Le RMI est, aujourd'hui, un dispositif fourre-tout : un intermittent du spectacle – et j'en connais plus d'un, hélas ! - qui sort du système parce qu'il n'a pas obtenu le nombre de cachets exigés, tombe dans le dispositif du RMI. Un gérant de société non salarié, le jour où il fait faillite, se retrouve également dans ce dispositif. De même, un vacataire comme Andéol – et, là encore, il n'est pas le seul, tout le monde universitaire le sait et se tait, ça arrange tellement de monde ! - n'a que ce dispositif pour ne pas finir SDF.

Il faudrait que l'on dise une bonne fois pour toutes combien le dispositif du RMI est un piège qui se referme et que l'aumône publique – l'assistance ?! - est tellement ridicule que personne ne peut s'en sortir. A propos de la somme versée, tous les services sociaux admettent qu'il est prévu sur celle-ci 150 euros pour manger, se vêtir, et se divertir, soit 5 euros par jour ! Comment, avec un pécule aussi grotesque, espérer pouvoir s'en sortir ? Comment se présenter à de futurs employeurs sans vêtements corrects ? Andéol doit d'ailleurs en parler dans l'une de ses futures chroniques. Rmiste et vacataire à la fac, il lui faut même parfois acheter un livre ou une revue, et, du coup, ses 5 euros lui servent aussi à ça !

Il faudrait que l'on dise également une bonne fois pour toutes que le dispositif du RMI intègre tous les demandeurs d'emploi et tous les chômeurs qui ne peuvent bénéficier des dispositifs habituels – celui des Assedic notamment – et qui, de ce fait, tombent dans l'assistanat (sic !) alors que ce sont des gens qui viennent de perdre leur emploi. Par exemple, Andéol – mais il vous en parlera – travaille parfois tellement qu'il sort du dispositif RMI et qu'il est même imposable ; puis, l'année suivante, il ne parvient pas à obtenir suffisamment d'heures de cours, et il s'enfonce à nouveau dans le RMI. Et le crétin de service dira : c'est un fainéant, un assisté, alors que ce sont les universités et les instituts de formation qui sont responsables de sa précarité, qui s'en servent à bon compte, et l'exploitent comme un vulgaire « péon ».

Observez donc les glissements sémantiques, allez voir de l'autre côté des mots, là où s'accumulent les non-dits, les impensés, les trop pensés, les refoulés, les haines, les rancoeurs, les médiocrités, les bassesses, les jalousies, et vous saisirez comment l'on fonctionne et comment fonctionne notre société. Notre cervelle ressemble davantage à une poubelle qu'à ce lieu mythique qui serait le siège de la pensée, de la belle pensée en train de se faire.

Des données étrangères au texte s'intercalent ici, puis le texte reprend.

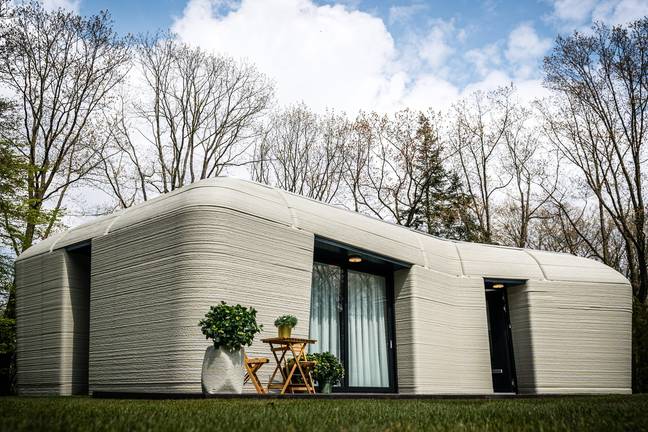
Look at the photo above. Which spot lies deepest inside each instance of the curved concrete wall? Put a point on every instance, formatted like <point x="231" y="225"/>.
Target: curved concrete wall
<point x="158" y="266"/>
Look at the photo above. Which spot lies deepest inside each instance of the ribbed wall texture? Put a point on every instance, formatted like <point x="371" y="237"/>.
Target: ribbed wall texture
<point x="158" y="266"/>
<point x="442" y="337"/>
<point x="571" y="337"/>
<point x="52" y="313"/>
<point x="154" y="280"/>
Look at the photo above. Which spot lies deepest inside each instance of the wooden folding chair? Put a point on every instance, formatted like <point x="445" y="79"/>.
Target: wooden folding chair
<point x="252" y="365"/>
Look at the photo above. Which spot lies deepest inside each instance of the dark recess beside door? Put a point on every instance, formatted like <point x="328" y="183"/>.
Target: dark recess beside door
<point x="501" y="346"/>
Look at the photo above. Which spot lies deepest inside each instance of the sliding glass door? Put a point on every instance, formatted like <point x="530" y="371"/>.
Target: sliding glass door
<point x="326" y="306"/>
<point x="350" y="317"/>
<point x="367" y="330"/>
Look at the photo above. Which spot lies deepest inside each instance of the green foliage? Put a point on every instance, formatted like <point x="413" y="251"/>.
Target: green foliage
<point x="569" y="413"/>
<point x="230" y="327"/>
<point x="7" y="355"/>
<point x="328" y="368"/>
<point x="639" y="347"/>
<point x="444" y="207"/>
<point x="286" y="320"/>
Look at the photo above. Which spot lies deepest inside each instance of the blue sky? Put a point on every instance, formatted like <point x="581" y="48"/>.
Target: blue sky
<point x="374" y="54"/>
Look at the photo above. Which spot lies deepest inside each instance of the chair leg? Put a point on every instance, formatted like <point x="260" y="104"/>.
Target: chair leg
<point x="255" y="379"/>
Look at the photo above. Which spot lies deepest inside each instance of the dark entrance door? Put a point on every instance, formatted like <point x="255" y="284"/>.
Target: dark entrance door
<point x="501" y="346"/>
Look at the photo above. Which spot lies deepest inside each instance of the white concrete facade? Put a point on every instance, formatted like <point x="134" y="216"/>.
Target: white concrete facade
<point x="158" y="266"/>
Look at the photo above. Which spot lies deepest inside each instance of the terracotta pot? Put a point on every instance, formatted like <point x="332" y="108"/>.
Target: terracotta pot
<point x="284" y="331"/>
<point x="222" y="371"/>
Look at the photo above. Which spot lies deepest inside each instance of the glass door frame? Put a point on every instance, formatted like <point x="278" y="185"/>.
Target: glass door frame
<point x="372" y="266"/>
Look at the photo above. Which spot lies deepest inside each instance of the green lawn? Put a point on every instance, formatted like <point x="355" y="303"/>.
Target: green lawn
<point x="604" y="413"/>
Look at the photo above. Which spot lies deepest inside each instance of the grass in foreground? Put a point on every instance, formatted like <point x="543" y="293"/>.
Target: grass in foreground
<point x="604" y="413"/>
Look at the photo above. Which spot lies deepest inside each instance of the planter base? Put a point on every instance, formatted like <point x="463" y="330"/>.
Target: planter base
<point x="222" y="371"/>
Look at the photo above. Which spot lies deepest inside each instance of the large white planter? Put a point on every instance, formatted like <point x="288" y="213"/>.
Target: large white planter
<point x="223" y="371"/>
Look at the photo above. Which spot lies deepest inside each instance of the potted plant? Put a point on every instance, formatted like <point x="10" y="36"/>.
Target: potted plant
<point x="328" y="371"/>
<point x="230" y="327"/>
<point x="285" y="324"/>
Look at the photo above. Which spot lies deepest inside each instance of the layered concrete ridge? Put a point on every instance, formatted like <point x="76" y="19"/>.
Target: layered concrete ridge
<point x="158" y="266"/>
<point x="452" y="257"/>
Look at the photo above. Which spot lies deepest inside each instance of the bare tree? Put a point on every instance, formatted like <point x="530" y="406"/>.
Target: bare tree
<point x="61" y="69"/>
<point x="524" y="158"/>
<point x="395" y="169"/>
<point x="194" y="117"/>
<point x="381" y="170"/>
<point x="303" y="152"/>
<point x="598" y="122"/>
<point x="478" y="130"/>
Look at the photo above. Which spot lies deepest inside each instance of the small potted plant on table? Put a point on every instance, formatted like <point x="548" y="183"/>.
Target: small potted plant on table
<point x="328" y="371"/>
<point x="285" y="324"/>
<point x="230" y="328"/>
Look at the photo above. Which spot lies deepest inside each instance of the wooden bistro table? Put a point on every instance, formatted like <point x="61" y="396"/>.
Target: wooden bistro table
<point x="283" y="350"/>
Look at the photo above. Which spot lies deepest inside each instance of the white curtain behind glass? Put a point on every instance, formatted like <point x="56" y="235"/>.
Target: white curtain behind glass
<point x="367" y="330"/>
<point x="325" y="298"/>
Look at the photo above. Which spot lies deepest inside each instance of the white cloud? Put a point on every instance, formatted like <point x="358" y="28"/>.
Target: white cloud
<point x="52" y="5"/>
<point x="403" y="13"/>
<point x="324" y="55"/>
<point x="581" y="13"/>
<point x="573" y="11"/>
<point x="434" y="47"/>
<point x="524" y="45"/>
<point x="620" y="12"/>
<point x="340" y="57"/>
<point x="485" y="59"/>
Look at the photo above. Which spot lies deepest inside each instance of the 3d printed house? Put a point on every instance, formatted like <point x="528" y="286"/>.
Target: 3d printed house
<point x="113" y="305"/>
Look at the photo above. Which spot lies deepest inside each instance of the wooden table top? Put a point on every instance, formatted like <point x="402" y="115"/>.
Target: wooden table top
<point x="279" y="340"/>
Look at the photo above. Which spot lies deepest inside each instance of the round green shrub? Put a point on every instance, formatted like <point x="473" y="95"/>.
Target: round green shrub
<point x="286" y="320"/>
<point x="230" y="327"/>
<point x="328" y="368"/>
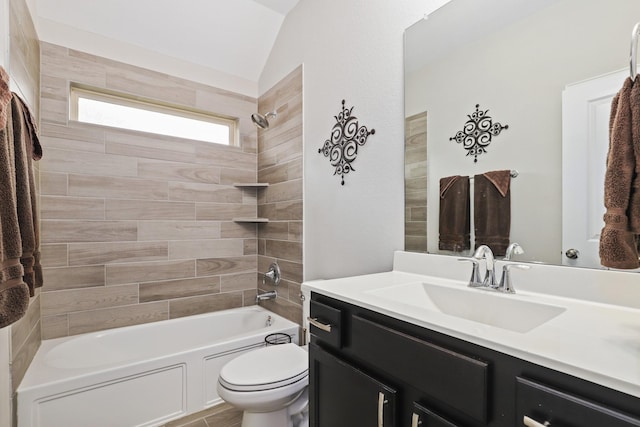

Observez donc les mots, et vous constaterez que le titre de « chômeur » n'est accordé qu'à celles et ceux qui bénéficient « des Assédic » et que tous les autres, quels que soient leurs situations personnelles, leurs parcours professionnels, les raisons pour lesquelles ils n'ont pas ou plus de travail ou se retrouvent sans emploi, tous les autres « tombent » dans le dispositif du RMI et relèvent de « l'assistanat » ! Du coup, il y a les chômeurs d'un côté, l'élite en somme parmi les demandeurs d'emploi, et de l'autre les Rmistes, ces assistés, ces parasites, ces profiteurs – vous savez, ces gens qui, selon les calculs officiels des référents RMI et autres assistantes sociales, ont largement de quoi manger et se vêtir et subvenir à leurs besoins avec 5 euros par jour ! « Salauds de pauvres », disait Coluche. « Déchets humains », répond Zygmunt Bauman.


ALF

 



REVUE DE PRESSE

 

 

La majorité des RMistes
n'attendent qu'un emploi pour sortir de l'assistance

 


LE MONDE | Article paru dans l'édition du 12.12.07.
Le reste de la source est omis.